3. In Which Werther Finds a Soul Mate

Werther de Goethe's pile stood on the pinnacle of a black and mile-high crag about which, in the permanent twilight, black vultures swooped and croaked. The rare visitor to Werther's crag could hear the vultures' voices as he approached. "Nevermore!" and "Beware the Ides of March!" and "Picking a Chicken with You" were three of the least cryptic warnings they had been created to caw.

At the top of the tallest of his thin, dark towers, Werther de Goethe sat in his favourite chair of unpolished quartz, in his favourite posture of miserable introspection, wondering why Mistress Christia had decided to pay a call on My Lady Charlotina at Lake Billy the Kid.

"Why should she wish to stay here, after all?" He cast a suffering eye upon the sighing sea below. "She is a creature of light — she seeks colour, laughter, warmth, no doubt to try to forget some secret sorrow — she needs all the things I cannot give her. Oh, I am a monster of selfishness!" He allowed himself a small sob. But neither the sob nor the preceding outburst produced the usual satisfaction; self-pity eluded him. He felt adrift, lost, like an explorer without chart or compass in an unfamiliar land. Manfully, he tried again:

"Mistress Christia! Mistress Christia! Why do you desert me? Without you I am desolate!

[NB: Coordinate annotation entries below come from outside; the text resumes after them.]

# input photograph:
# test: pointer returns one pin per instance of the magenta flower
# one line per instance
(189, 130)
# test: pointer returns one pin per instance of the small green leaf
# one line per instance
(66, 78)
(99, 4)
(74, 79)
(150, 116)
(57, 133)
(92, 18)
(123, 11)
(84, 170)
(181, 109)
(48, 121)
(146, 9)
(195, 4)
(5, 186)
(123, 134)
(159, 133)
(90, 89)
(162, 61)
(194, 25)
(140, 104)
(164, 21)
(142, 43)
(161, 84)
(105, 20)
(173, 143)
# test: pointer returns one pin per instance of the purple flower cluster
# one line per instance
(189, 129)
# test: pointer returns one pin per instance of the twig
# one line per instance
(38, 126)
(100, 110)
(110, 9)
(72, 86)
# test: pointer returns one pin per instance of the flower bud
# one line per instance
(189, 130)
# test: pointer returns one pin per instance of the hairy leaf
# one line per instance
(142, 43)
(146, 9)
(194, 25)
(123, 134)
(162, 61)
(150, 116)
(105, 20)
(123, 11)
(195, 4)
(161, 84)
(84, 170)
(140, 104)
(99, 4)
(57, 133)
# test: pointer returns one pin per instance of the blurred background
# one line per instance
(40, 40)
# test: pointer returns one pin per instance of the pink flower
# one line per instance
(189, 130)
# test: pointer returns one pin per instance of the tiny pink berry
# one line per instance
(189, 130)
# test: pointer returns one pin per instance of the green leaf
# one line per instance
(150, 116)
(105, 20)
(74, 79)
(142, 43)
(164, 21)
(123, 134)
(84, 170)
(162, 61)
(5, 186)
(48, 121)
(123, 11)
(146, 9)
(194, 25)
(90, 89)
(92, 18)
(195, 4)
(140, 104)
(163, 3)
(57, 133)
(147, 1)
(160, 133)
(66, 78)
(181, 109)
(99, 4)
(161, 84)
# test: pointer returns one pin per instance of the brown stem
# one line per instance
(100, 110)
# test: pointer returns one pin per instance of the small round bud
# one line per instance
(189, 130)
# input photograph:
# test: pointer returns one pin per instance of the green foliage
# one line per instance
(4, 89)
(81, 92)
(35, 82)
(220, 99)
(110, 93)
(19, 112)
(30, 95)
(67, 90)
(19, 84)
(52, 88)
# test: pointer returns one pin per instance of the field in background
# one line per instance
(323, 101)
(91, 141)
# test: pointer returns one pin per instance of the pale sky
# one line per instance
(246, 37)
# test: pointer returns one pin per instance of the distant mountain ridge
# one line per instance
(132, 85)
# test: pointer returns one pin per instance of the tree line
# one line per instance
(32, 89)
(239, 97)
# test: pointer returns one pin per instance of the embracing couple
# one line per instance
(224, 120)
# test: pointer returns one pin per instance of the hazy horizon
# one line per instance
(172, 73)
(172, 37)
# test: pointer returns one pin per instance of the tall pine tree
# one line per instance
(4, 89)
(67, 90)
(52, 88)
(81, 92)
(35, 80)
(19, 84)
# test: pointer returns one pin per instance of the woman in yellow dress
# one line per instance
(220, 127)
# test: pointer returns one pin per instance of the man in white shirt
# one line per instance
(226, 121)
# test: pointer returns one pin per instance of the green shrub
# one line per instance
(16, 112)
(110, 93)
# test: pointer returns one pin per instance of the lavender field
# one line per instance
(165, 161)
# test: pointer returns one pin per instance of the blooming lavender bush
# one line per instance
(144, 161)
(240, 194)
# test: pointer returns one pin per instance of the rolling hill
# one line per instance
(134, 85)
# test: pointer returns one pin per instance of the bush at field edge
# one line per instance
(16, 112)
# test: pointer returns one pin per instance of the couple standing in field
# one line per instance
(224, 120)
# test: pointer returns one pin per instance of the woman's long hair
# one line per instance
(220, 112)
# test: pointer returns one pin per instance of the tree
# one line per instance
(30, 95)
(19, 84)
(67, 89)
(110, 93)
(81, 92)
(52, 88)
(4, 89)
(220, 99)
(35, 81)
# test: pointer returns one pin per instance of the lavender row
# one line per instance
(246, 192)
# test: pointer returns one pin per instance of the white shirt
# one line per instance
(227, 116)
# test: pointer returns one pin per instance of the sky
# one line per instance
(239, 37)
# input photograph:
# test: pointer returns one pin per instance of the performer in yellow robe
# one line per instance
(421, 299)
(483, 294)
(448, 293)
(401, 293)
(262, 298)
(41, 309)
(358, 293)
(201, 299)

My pulsatile nerves will sing at your touch only! And yet it must be my doom forever to be destroyed by the very things to which I give my fullest loyalty. Ah, it is hard! It is hard!"

He felt a little better and rose from his chair of unpolished quartz, turning his power ring a fraction so that the wind blew harder through the unglazed windows of the tower and whipped at his hair, blew his cloak about, stung his pale, long face. He raised one jackbooted foot to place it on the low sill and stared through the rain and the wind at the sky like a dreadful, spreading bruise overhead, at the turbulent, howling sea below.

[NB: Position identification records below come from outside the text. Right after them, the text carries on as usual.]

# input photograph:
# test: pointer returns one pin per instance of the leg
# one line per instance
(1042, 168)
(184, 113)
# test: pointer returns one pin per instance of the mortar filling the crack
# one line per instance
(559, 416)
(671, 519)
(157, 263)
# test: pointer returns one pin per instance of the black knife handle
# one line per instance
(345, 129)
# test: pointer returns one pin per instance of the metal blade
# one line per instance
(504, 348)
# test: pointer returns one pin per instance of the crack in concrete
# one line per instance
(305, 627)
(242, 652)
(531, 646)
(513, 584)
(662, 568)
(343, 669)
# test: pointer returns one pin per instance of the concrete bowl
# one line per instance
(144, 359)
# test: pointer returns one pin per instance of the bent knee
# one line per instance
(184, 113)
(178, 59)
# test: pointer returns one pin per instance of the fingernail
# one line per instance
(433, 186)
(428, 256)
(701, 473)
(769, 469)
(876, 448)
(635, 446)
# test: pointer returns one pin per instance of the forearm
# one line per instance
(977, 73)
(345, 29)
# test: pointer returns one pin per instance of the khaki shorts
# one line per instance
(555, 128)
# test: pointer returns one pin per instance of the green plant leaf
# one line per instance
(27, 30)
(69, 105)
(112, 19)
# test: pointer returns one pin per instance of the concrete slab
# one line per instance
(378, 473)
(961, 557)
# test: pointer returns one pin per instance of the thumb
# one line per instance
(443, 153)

He pursed his lips, turning his power ring to darken the scene a little more, to bring up the wind's wail and the ocean's roar. He was turning back to his previous preoccupation when he perceived that something alien tossed upon the distant waves; an artefact not of his own design, it intruded upon his careful conception. He peered hard at the object, but it was too far away for him to identify it. Another might have shrugged it aside, but he was painstaking, even prissy, in his need for artistic perfection. Was this some vulgar addition to his scene made, perhaps, by the Duke of Queens in a misguided effort to please him?

He took his parachute (chosen as the only means by which he could leave his tower) from the wall and strapped it on, stepping through the window and tugging at the rip cord as he fell into space. Down he plummeted and the scarlet balloon soon filled with gas, the nacelle opening up beneath him, so that by the time he was hovering some feet above the sombre waves, he was lying comfortably on his chest, staring over the rim of his parachute at the trespassing image he had seen from his tower. What he saw was something resembling a great shell, a shallow boat of mother-of-pearl, floating on that dark and heaving sea.

In astonishment he now realized that the boat was occupied by a slight figure, clad in filmy white, whose face was pale and terrified. It could only be one of his friends, altering his appearance for some whimsical adventure. But which? Then he caught, through the rain, a better glimpse and he heard himself saying:

"A child? A child? Are you a child?"

She could not hear him; perhaps she could not even see him, having eyes only for the watery walls which threatened to engulf her little boat and carry her down to the land of Davy Jones. How could it be a child? He rubbed his eyes. He must be projecting his hopes — but there, that movement, that whimper! It was a child! Without doubt!